I have a problem and unable to solve it since last two weeks. I want some help here. I actually want to get and use some useful data from a HTTP website. This website actually contains accidents, incidents and all info about them. I want to get this info from the website. I will use it in my Android app. I've already asked this question but still unable to solve it. Someone told me that you have to get this data from JSON. I have not done this before. If it is the only solution, then how can I do this. If any other simple way is there then please give me that. I actually have get all website content by using
private String DownloadText(String URL) {
int BUFFER_SIZE = 2000;
InputStream in = null;
try {
in = OpenHttpConnection(URL);
} catch (IOException e1) {
// TODO Auto-generated catch block
e1.printStackTrace();
return "exception in downloadText";
}
InputStreamReader isr = new InputStreamReader(in);
int charRead;
String str = "";
char[] inputBuffer = new char[BUFFER_SIZE];
try {
while ((charRead = isr.read(inputBuffer))>0)
{
//---convert the chars to a String---
String readString = String.copyValueOf(inputBuffer, 0, charRead);
str += readString;
inputBuffer = new char[BUFFER_SIZE];
}
in.close();
} catch (IOException e) {
// TODO Auto-generated catch block
e.printStackTrace();
return "";
}
return str;
}
private InputStream OpenHttpConnection(String urlString) throws IOException {
InputStream in = null;
int response = -1;
URL url = new URL(urlString);
URLConnection conn = url.openConnection();
if (!(conn instanceof HttpURLConnection))

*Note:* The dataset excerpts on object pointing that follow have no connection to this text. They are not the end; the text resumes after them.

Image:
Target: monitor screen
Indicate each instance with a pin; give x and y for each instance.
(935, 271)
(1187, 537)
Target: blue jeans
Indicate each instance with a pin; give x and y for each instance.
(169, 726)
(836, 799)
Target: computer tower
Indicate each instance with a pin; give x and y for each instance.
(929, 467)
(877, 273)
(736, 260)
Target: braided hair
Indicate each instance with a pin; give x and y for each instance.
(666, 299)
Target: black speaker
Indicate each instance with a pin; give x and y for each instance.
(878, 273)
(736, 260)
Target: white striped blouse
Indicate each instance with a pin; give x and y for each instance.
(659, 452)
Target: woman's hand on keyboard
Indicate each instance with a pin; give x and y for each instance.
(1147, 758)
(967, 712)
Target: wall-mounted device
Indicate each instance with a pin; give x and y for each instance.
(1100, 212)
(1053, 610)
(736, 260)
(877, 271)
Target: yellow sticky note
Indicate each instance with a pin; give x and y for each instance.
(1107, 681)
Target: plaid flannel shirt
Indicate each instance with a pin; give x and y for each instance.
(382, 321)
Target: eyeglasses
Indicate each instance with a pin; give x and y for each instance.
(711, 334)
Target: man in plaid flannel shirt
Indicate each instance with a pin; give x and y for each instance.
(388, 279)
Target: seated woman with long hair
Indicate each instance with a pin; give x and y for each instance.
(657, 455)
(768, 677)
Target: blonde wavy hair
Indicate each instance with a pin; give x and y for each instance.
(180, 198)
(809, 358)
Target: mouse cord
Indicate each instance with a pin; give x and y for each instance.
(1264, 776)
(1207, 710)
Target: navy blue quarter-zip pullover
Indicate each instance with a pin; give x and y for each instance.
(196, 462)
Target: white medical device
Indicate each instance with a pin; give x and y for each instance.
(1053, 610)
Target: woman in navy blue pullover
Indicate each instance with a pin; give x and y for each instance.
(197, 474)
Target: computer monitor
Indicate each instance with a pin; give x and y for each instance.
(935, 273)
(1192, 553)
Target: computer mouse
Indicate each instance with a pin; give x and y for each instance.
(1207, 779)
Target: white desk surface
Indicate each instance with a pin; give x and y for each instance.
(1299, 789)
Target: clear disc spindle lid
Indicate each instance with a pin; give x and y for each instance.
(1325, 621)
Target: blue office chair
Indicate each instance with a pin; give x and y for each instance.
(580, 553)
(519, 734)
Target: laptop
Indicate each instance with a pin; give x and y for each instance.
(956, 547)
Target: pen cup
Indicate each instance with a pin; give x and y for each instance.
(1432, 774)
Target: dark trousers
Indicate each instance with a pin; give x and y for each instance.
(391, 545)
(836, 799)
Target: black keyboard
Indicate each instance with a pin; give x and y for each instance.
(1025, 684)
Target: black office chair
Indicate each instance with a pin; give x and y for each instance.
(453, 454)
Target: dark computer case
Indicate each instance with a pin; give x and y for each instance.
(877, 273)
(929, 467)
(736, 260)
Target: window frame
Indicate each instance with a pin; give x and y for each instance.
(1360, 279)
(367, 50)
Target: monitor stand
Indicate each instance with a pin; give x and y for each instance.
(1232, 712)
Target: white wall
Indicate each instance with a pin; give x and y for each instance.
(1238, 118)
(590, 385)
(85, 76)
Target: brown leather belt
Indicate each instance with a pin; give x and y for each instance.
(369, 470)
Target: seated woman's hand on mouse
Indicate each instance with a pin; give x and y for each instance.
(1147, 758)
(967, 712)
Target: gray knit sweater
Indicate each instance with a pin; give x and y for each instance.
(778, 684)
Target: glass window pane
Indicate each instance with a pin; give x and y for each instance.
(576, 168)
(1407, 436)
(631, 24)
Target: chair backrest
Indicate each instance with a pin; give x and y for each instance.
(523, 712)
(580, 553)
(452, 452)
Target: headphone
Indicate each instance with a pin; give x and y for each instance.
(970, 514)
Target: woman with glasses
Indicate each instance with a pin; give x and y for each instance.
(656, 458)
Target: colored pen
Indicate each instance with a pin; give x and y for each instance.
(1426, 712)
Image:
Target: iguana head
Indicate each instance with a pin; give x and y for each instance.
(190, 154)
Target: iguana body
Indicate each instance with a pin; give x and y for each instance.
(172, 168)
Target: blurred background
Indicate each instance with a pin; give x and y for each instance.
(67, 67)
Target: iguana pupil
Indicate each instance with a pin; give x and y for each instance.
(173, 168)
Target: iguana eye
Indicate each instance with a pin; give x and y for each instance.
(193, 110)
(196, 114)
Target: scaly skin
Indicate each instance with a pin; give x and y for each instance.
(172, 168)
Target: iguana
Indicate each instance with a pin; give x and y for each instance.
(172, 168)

throw new IOException("Not an HTTP connection");
try{
HttpURLConnection httpConn = (HttpURLConnection) conn;
httpConn.setAllowUserInteraction(false);
httpConn.setInstanceFollowRedirects(true);
httpConn.setRequestMethod("GET");
httpConn.connect();
response = httpConn.getResponseCode();
if (response == HttpURLConnection.HTTP_OK) {
in = httpConn.getInputStream();
}
}
catch (Exception ex) {
throw new IOException("Error connecting");
}
return in;
}
But it gives all the content i.e. all info+html+xml+++. But I want only required info.
Another thing is, is it compulsory to get website-admin permission before getting that data?
What you're looking for is something called web scraping or html scraping. Have a look at this SO question to get you started: Options for HTML scraping?